Maremetraggio. Nove opere prime italiane e invisibili in concorso

TRIESTE – Il cinema italiano “invisibile” in nove lungometraggi, che esplorano da nord a sud gioie e dolori di un Paese in crisi e dimostrano la vitalità della settima arte in Italia. Sette i premi in palio per questa sezione, tra cui un premio coraggio a un produttore e un premio scommessa a un esordiente.

Usciti in pochissime sale in tutt’Italia o addirittura ancora alla ricerca di una distribuzione, “invisibili” al pubblico eppure uniche nel loro genere: le opere prime italiane in concorso per l’edizione 2012 di Maremetraggio, in programma dal 1 al 7 luglio a Trieste, dimostrano la vitalità del nuovo e sconosciuto cinema dello Stivale, esplorandone da nord a sud, attraverso la lente della fiction, caratteristiche peculiari, punti di forza e debolezze, piccole manie e grandi tare.

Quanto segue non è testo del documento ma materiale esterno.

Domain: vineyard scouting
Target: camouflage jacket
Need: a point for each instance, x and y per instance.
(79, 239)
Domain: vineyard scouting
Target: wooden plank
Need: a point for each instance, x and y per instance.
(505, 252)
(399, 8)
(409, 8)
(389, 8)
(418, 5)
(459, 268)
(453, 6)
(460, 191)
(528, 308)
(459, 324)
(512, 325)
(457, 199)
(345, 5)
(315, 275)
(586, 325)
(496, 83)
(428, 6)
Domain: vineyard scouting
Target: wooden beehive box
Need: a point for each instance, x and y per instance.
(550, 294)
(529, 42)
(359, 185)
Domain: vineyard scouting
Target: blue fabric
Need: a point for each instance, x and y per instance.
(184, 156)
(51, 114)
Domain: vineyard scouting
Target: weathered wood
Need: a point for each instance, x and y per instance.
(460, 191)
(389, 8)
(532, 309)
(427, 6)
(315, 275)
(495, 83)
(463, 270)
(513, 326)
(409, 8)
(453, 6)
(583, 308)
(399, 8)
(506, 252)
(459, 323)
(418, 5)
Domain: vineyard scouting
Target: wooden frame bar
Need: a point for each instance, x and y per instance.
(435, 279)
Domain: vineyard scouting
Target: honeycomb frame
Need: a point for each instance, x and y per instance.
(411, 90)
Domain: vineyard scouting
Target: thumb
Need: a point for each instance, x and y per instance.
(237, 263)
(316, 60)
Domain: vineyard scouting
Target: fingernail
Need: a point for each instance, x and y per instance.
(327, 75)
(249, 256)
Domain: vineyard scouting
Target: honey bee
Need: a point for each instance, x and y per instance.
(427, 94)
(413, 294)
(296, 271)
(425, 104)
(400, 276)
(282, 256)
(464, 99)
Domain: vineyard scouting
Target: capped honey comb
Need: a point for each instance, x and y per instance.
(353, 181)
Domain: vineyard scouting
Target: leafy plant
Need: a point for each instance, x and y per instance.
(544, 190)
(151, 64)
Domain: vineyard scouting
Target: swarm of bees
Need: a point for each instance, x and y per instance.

Saranno nove i lavori in concorso quest’anno per la sezione Ippocampo, riservata alle opere prime italiane: il più invisibile è senz’altro “Ristabbanna”, di Gianni Cardillo e Daniele De Plano, particolarissima opera di metacinema ancora priva di distribuzione, che racconta, attraverso l’artificio tecnico di un bambino che riprende con la telecamera quanto succede, la storia di una ragazza siciliana (Tiziana Lodato), che ritorna per il funerale del nonno dagli Stati Uniti, dove dice di essere un’attrice in carriera, al paese natale. Scoprirà che quanto lasciato indietro, a “Ristabbanna” (da queste parti, proprio qui), non è poi tutto negativo, passando da un iniziale disprezzo per la vita di paese e i suoi concittadini a un riavvicinamento alle sue origini.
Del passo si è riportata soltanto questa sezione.